While workers rights are routinely violated in Burma, according to human rights organizations, the ILO is working with the Burmese government to eradicate forced labor, one of the many transgressions noted in the latest ILO country report on Burma. According to the ILO statement, there are many forced-labor abuses taking place in Burma, such as “the exaction of forced labor by the civilian authorities and by the military, prison labor, forced labor related to the right to land use/occupancy, trafficking for forced labor and forced labor associated with both formal and informal sector commercial activities.”
The ILO notes that Burmese petitions to a complaints mechanism established in 2007 are increasing, reflecting what it believes is growing public awareness that some redress against worker rights violations is possible. The ILO says that “during the period from 21 October 2010 to 21 February 2011, a total of 127 new complaints were received, bringing the total number of complaints received since the inception of the complaints mechanism to 630.”
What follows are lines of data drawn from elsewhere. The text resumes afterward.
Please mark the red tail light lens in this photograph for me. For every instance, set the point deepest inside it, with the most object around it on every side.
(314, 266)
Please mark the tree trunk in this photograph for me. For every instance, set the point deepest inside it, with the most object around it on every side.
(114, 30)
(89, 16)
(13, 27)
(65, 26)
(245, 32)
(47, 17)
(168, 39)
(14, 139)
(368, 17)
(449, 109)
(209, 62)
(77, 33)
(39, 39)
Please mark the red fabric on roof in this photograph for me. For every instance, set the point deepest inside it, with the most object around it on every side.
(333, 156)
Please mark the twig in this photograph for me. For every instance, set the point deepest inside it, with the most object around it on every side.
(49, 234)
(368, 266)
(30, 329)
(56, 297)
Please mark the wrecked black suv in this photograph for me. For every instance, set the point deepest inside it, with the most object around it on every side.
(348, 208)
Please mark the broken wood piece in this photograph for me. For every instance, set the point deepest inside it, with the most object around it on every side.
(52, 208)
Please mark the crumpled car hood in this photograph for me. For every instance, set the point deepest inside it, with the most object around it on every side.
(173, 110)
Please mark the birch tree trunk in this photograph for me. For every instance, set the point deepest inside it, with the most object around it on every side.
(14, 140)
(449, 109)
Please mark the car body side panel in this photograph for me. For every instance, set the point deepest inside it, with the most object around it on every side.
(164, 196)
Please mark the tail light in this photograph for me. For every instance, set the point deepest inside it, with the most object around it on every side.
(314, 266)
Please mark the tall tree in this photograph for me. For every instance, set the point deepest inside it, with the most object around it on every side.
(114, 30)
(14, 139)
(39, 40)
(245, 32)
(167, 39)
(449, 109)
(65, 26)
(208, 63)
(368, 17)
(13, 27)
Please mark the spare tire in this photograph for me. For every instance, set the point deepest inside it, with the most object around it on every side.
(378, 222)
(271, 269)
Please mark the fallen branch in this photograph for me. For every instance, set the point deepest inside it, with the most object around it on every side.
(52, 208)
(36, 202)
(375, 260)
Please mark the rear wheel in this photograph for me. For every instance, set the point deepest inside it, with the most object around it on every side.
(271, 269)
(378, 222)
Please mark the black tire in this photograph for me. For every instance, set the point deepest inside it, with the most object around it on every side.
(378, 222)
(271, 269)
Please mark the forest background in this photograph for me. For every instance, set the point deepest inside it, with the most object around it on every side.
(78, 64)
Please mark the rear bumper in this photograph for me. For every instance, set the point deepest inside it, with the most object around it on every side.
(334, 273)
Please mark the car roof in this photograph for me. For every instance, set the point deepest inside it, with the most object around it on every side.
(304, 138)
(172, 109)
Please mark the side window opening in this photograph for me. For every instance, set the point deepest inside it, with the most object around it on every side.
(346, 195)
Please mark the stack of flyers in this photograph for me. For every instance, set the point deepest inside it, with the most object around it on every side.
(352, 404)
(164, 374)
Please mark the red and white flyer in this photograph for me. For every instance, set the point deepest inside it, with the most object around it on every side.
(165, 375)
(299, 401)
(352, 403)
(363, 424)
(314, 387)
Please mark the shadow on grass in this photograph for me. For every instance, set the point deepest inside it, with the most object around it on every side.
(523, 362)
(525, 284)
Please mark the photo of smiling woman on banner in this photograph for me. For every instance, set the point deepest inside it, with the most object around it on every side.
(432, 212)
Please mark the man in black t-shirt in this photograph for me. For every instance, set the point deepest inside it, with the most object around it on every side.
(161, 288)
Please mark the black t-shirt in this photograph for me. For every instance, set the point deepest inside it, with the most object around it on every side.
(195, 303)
However, in a cautionary note, the ILO says that the government complaints concerning forced labor do not appear to be given the same level of priority as those about underage recruitment into the army, citing “ considerable delays being experienced before any response is received.” The ILO lamented that “in the case of complaints concerning the armed forces, the responses that are received usually make reference to voluntary community work or to citizens’ duties, or do not accept the complaint as genuine.”